Discoveries at Megiddo Prison -- Laurie Brink

The recent discovery in Israel of a structure that may have served as a Christian church in the third or fourth century has captured the imagination of early Christian scholars, archaeologists, and the laity

By Laurie Brink|December 15, 2005

The recent discovery in Israel of a structure that may have served as a Christian church in the third or fourth century has captured the imagination of early Christian scholars, archaeologists, and the laity. Discovered during a preliminary dig prior to new construction at the Megiddo Prison, the 6 x 9-meter floor contained three Greek inscriptions that mention a centurion, three women, and a female benefactor. In addition to the mosaic floor, dwellings and other structures, dating between the fourth and sixth centuries, were uncovered. This site is believed to have been part of the Byzantine city of Maximianopolis.

Revealing this discovery for the first time to a wider public, declared that the find might be "the earliest church in the world," while the Associated Press told readers that it "may be the Holy Land's oldest church."

The Megiddo site's chief competitor in this dating game is the church at Dura Europos, a late Roman military outpost on the Euphrates River. Dating from 240-241 CE, this structure is the oldest example to date of a domus ecclesiae, formerly a private home that had been renovated to serve solely for the liturgical needs of the growing community.

Having spent five seasons as a senior staff member on the Combined Caesarea Expeditions, I am familiar with the archaeological penchant for early dating. Prof. Jodi Magness (UNC-Chapel Hill) has shown how the overzealous dating of coins placed the synagogues in Capernaum and Sardis more than a hundred years earlier than their actual construction. Those of us who work with ancient materials (texts or artifacts) do a disservice if we make them compete for chronological pride of place. Similarly, a preference for uniqueness can lead to a dismissal of important artifacts that are found in abundance.

The date and uniqueness of the Megiddo structure must thus be viewed in context if we are to discover its potential for revealing new information or confirming known information about the places, people, and practices of Christianity in the East.

For some, the most meaningful feature at Megiddo is the presence in the northern inscription of a centurion by the name of Gaianos, also known as Porphyrio, who is called "our brother," and who made the mosaic with his own money. Archaeologists are puzzled that a Roman centurion was the benefactor, seeing this as uniquely bold for a representative of an Empire that until the Edit of Milan in 313 CE did not view Christianity as a licit religion.

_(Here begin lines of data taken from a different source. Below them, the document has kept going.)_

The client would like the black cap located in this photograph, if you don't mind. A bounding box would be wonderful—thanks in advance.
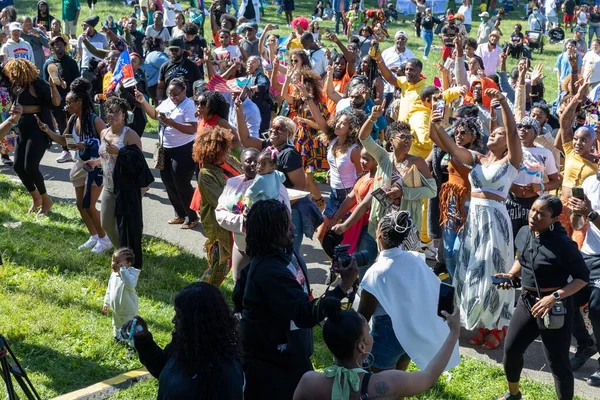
[83,15,100,28]
[167,37,183,49]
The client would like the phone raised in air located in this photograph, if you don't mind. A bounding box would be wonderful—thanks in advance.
[438,282,455,318]
[571,187,585,201]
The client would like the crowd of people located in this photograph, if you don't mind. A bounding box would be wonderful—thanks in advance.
[0,0,600,400]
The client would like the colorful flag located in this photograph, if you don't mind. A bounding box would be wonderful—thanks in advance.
[106,50,135,93]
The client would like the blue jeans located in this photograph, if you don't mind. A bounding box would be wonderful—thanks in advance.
[354,225,377,279]
[423,29,433,57]
[442,198,469,278]
[292,205,304,254]
[588,24,600,47]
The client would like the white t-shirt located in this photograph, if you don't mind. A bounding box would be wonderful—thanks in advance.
[156,98,198,149]
[583,50,600,83]
[77,32,108,68]
[456,5,473,25]
[581,175,600,255]
[513,146,558,185]
[308,49,328,75]
[146,25,171,42]
[381,46,416,94]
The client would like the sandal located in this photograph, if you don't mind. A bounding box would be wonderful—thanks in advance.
[179,219,200,229]
[469,328,490,346]
[498,392,523,400]
[481,327,506,350]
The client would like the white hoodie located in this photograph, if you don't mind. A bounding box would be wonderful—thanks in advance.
[0,38,35,64]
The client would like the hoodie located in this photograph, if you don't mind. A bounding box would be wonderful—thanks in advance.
[0,39,35,64]
[33,0,54,32]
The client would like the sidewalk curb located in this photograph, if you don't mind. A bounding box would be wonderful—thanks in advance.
[53,368,152,400]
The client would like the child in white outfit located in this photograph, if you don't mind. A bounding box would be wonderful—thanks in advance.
[102,247,141,342]
[244,146,285,209]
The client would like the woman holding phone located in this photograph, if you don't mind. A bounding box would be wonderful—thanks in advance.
[36,78,110,253]
[495,194,590,400]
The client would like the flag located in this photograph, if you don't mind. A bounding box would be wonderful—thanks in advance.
[106,50,135,93]
[206,74,250,93]
[588,83,600,103]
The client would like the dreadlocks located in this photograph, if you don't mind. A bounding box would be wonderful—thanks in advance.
[246,200,292,257]
[2,58,40,87]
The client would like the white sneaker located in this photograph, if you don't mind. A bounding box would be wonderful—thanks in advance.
[56,150,73,164]
[92,236,112,254]
[77,236,98,250]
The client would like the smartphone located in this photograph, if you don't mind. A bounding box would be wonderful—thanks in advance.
[438,282,455,318]
[65,133,75,146]
[571,187,585,200]
[492,275,513,286]
[435,100,446,117]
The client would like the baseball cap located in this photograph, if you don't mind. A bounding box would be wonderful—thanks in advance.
[167,37,183,49]
[8,22,23,32]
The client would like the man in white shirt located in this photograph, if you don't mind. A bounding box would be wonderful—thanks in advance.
[381,31,416,108]
[456,0,473,33]
[300,32,329,78]
[0,22,35,64]
[146,11,171,43]
[569,165,600,386]
[475,31,502,76]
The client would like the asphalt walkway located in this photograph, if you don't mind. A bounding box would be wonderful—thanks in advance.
[2,135,600,400]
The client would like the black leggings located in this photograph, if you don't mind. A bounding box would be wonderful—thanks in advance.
[14,126,48,195]
[504,290,575,400]
[160,142,198,222]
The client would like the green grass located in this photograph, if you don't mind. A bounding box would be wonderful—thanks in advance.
[0,178,576,400]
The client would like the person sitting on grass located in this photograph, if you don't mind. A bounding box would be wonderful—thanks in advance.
[102,247,141,343]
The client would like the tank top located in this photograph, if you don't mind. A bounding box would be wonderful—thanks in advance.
[98,127,129,190]
[469,156,519,199]
[327,138,358,189]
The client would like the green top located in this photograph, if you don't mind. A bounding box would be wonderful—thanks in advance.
[361,136,437,237]
[63,0,81,22]
[324,365,367,400]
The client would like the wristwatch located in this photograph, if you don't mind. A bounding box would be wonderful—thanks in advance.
[552,292,560,301]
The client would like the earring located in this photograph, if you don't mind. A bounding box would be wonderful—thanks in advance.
[356,352,375,369]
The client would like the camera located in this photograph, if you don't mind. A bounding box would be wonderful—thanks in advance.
[332,244,370,272]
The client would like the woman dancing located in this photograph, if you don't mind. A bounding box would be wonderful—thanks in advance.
[2,59,60,215]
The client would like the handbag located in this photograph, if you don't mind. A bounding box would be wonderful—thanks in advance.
[152,127,166,171]
[529,238,567,329]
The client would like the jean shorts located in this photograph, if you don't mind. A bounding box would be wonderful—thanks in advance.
[323,188,352,218]
[371,315,410,369]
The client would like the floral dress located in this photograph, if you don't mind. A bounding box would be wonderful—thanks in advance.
[290,99,329,173]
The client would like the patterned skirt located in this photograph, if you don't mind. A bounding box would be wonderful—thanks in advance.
[453,198,515,330]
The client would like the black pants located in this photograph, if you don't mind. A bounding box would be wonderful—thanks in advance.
[160,142,198,222]
[504,290,575,400]
[573,254,600,354]
[14,115,48,195]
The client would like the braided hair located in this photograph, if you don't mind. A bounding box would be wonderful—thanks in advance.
[377,210,414,249]
[69,78,97,140]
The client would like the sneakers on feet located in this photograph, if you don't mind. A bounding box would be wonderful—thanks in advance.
[77,236,98,250]
[92,236,112,254]
[56,150,73,164]
[587,369,600,386]
[571,346,600,372]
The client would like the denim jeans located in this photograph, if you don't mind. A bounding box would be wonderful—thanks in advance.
[292,205,304,254]
[423,29,433,57]
[442,198,469,278]
[588,24,600,47]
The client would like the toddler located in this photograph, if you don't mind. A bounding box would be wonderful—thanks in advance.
[102,247,141,342]
[244,146,285,210]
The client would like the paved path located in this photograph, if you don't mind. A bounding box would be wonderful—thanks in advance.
[2,135,600,400]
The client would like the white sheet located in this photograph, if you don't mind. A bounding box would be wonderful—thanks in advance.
[360,248,460,371]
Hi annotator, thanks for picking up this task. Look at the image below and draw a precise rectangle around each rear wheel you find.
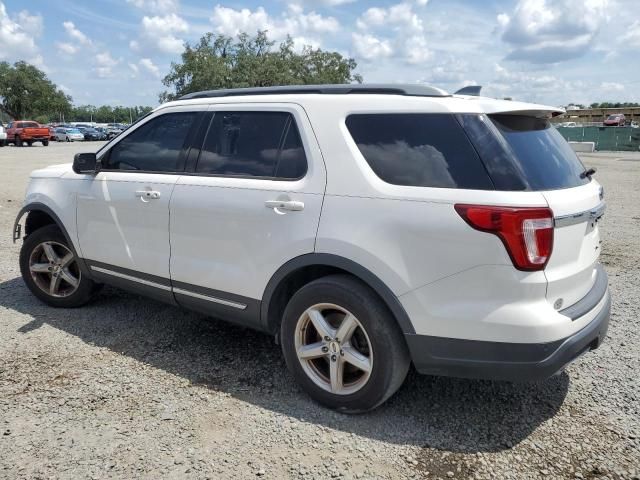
[20,225,99,307]
[281,275,409,413]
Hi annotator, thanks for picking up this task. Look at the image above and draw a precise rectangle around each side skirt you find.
[84,260,264,330]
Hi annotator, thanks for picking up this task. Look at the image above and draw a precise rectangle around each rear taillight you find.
[455,204,553,271]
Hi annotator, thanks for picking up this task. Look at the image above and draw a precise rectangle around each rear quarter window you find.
[458,114,590,191]
[346,113,494,190]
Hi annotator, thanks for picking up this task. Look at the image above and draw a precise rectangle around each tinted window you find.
[460,115,590,191]
[102,112,198,172]
[196,112,306,178]
[346,113,493,190]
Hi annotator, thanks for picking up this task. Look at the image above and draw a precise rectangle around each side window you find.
[101,112,198,172]
[346,113,494,190]
[196,112,307,179]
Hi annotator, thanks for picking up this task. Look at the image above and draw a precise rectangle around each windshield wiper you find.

But the potential uniqueness of Gaianos' benefaction pales if one dates the structure post-Edit. The current third or fourth century date has been based on epigraphical features, letterforms, and wording. The remains found under the mosaic will provide a more reliable date for the structure, though archaeologists remain confident about the early dating. Gaianos' benefaction and membership is no less interesting for the study of early Christianity if his affiliation is in the fourth and not the third century.

Similarly, the eastern mosaic, dedicated to the memory of four women, adds to the growing body of evidence on women's presence and roles in the development of the early Christian community. The final mosaic, on a table, introduces another woman, and may shed light on the liturgical purpose of the space. It reads, "Akeptus, a friend of God, presented the table to God, Jesus Christ, as a memorial," and may have been used in the eucharistic celebration of the Christian community.

At the Megiddo site, further excavations and evaluations will allow archaeologists to determine the full extent of the structure, and to assess its date and use more accurately. However, the mosaics, regardless of their date, are significant in that they confirm what early Christian texts have always told us: The Christian community included members of the military, noteworthy women, and female patrons. The fact that this discovery testifies to a continuation and development of the church is no less important than the early date of the structure.

Thus the significance of the Megiddo discovery may lie neither in its date nor its uniqueness, but in its context, where it may prove to be a rare archaeological example of an ordinary center for early Christian worship. As such, it would not compete against the Dura Europos church, but rather find commonality with it.

Laurie Brink, O.P., is Assistant Professor of Biblical Studies at Catholic Theological Union.